Note that the substring bound by the start and end indexes does include the character with the start index but does not include the element with the end index.
email = "my_email@something.com"
print(email.endswith("@", 5, 8)) # False
print(email.endswith("@", 5, 9)) # True
The substring defined for the search in the first case is "ail", while in the second one it's "ail@".
§3. Element position
Now, as we know how to check if a string contains a substring, starts or ends with it, let's learn how to define the exact position of the substring. We can use the methods find() or index() to do so:
best = "friend"
print(best.find("i")) # 2
print(best.index("i")) # 2
They work absolutely the same except that the former returns -1 if it can't find the given element, while the latter raises ValueError.
print(best.find("u")) # -1
print(best.index("u")) # ValueError
So, all the examples with find() below will work with index() as well.
We can search both for single characters and for longer substrings. In the latter case, the index of the first character of the substring is returned.
print(best.find("end")) # 3
In the string friend, the substring end occupies positions from 3 to 5, and the start index is returned. Keep in mind that both methods return only the index of the first occurrence of the element we search for.
magic = "abracadabra"
print(magic.find("ra")) # 2
However, we can additionally specify an interval for searching, just as with the boolean search: string.find(pattern, start, end).
print(magic.find("ra", 5)) # 9
print(magic.find("ra", 5, 10)) # -1
Once again, the end index is not included in the search area.
Alternatively, we can use methods rfind() and rindex() to search backward from the end of the string.

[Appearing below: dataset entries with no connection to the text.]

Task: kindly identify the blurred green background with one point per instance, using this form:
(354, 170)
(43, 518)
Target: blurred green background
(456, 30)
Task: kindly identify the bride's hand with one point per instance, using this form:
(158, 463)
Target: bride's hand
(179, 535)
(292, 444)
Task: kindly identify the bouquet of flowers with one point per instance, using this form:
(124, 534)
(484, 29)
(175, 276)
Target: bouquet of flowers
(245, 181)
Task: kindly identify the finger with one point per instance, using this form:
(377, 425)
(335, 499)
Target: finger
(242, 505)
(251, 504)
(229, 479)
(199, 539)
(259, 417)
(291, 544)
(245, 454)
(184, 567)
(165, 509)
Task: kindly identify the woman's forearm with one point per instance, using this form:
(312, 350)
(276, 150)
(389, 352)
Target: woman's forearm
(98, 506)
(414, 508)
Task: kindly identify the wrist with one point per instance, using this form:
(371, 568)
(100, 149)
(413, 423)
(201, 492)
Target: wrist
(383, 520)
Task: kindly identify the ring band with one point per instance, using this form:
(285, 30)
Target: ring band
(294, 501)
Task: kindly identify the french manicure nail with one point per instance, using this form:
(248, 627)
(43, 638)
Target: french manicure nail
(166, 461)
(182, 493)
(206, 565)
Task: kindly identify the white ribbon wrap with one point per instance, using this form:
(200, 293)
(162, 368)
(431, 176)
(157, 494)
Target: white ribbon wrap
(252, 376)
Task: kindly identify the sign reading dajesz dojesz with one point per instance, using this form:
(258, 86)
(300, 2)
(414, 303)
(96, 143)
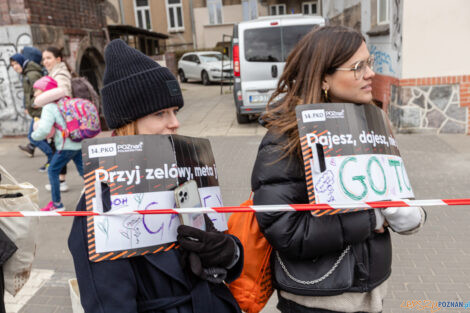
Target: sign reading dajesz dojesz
(141, 173)
(350, 154)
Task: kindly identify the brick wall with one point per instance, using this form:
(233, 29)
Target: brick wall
(382, 85)
(12, 12)
(76, 14)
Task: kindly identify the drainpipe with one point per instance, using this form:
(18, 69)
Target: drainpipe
(122, 12)
(191, 10)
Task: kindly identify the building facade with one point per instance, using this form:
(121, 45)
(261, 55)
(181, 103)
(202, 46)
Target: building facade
(421, 60)
(78, 26)
(170, 18)
(214, 19)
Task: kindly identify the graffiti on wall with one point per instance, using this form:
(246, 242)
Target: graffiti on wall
(12, 118)
(397, 37)
(383, 61)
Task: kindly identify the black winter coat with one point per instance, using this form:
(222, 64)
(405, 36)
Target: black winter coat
(154, 283)
(301, 236)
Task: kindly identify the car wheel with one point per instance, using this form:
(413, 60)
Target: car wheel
(183, 78)
(243, 119)
(205, 78)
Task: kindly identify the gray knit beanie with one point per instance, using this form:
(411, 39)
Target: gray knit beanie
(135, 85)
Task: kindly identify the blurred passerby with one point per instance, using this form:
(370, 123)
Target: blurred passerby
(67, 150)
(30, 72)
(58, 69)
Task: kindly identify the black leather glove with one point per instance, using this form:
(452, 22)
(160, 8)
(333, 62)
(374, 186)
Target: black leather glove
(214, 249)
(213, 275)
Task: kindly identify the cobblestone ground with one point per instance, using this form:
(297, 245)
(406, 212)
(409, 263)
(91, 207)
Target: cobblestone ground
(431, 265)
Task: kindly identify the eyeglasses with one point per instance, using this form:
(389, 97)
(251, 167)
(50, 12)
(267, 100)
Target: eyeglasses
(359, 68)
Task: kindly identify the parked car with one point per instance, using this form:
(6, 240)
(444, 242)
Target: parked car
(260, 49)
(206, 66)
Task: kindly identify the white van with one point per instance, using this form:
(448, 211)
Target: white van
(260, 49)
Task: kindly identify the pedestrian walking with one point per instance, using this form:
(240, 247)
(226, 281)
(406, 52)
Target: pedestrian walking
(66, 149)
(30, 72)
(141, 97)
(342, 261)
(59, 70)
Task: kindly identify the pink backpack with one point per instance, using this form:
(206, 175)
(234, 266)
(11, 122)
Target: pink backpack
(81, 119)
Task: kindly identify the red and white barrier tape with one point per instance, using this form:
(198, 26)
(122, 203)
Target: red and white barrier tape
(332, 208)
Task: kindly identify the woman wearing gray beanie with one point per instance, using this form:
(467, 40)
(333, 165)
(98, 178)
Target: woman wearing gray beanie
(141, 97)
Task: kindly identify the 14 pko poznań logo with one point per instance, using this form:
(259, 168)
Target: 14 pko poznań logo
(434, 306)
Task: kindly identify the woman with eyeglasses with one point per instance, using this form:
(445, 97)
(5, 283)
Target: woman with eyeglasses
(330, 64)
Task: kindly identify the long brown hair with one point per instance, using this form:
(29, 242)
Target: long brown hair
(316, 55)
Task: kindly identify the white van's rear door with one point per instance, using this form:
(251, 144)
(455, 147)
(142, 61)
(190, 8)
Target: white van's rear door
(260, 60)
(264, 47)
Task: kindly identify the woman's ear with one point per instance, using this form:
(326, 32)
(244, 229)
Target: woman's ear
(324, 84)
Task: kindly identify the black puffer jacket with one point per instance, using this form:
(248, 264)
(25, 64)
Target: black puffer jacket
(299, 235)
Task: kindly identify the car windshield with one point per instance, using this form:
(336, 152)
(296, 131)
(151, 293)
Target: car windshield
(213, 57)
(272, 44)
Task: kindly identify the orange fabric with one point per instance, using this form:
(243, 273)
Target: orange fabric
(253, 288)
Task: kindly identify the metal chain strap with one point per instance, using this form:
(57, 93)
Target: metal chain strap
(316, 281)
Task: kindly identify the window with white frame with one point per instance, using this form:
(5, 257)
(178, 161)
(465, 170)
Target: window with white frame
(277, 9)
(174, 9)
(310, 7)
(142, 14)
(383, 12)
(215, 11)
(250, 9)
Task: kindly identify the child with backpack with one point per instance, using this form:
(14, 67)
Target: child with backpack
(67, 149)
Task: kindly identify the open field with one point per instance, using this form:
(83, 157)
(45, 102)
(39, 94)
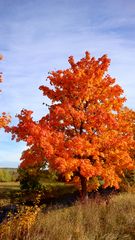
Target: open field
(61, 216)
(92, 220)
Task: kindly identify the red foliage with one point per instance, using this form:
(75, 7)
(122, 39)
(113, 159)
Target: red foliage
(86, 132)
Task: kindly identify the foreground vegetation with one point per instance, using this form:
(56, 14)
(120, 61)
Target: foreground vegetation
(92, 220)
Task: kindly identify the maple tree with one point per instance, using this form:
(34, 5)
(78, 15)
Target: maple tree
(4, 119)
(86, 135)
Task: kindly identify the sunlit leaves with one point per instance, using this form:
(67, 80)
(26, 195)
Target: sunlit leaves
(87, 132)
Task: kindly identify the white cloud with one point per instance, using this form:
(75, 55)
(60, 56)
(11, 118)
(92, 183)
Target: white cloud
(39, 37)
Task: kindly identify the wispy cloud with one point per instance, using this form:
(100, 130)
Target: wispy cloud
(38, 36)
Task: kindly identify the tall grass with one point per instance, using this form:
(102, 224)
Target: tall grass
(92, 220)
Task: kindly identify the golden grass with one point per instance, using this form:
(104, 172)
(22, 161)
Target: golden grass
(92, 220)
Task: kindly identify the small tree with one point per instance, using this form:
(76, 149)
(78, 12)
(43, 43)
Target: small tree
(86, 135)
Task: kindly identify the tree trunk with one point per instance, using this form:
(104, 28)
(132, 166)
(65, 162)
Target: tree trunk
(84, 194)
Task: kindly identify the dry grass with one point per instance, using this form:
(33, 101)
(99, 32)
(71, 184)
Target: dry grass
(92, 220)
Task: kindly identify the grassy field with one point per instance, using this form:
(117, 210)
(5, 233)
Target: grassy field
(94, 219)
(91, 220)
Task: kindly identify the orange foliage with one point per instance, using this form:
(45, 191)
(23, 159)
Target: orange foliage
(86, 132)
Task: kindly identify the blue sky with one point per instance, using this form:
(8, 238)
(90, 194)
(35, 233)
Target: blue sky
(37, 36)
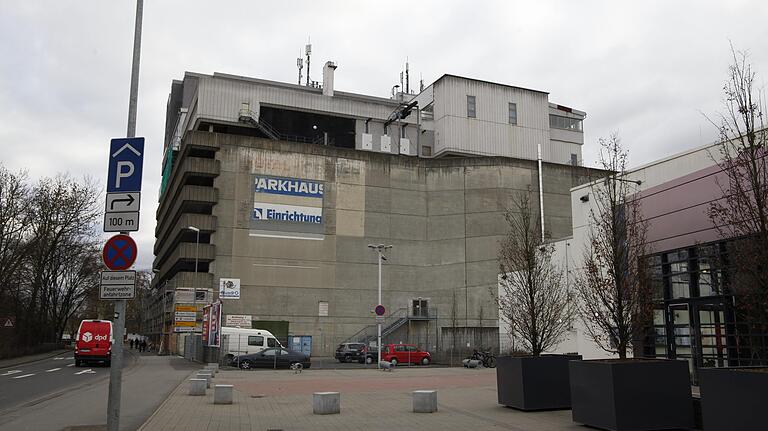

print(magic.rfind("ra")) # 9
print(magic.rindex("a")) # 10
§4. Element number
Finally, it's often useful to count how many times an element (a char or a substring) occurs in the string, and for this, we can use the method count().
magic = "abracadabra"
print(magic.count("abra")) # 2
print(magic.count("a")) # 5
§5. Conclusions
In this topic, we have examined different aspects of searching through a string and learned how to locate specific patterns. Now you will be able:
- To test for membership in a text,
- To check that the string starts or ends with a specific pattern,
- To find the exact position of a substring,
- To count how many times a pattern occurs in the text.
This knowledge will be helpful in real-world tasks, so let's practice it!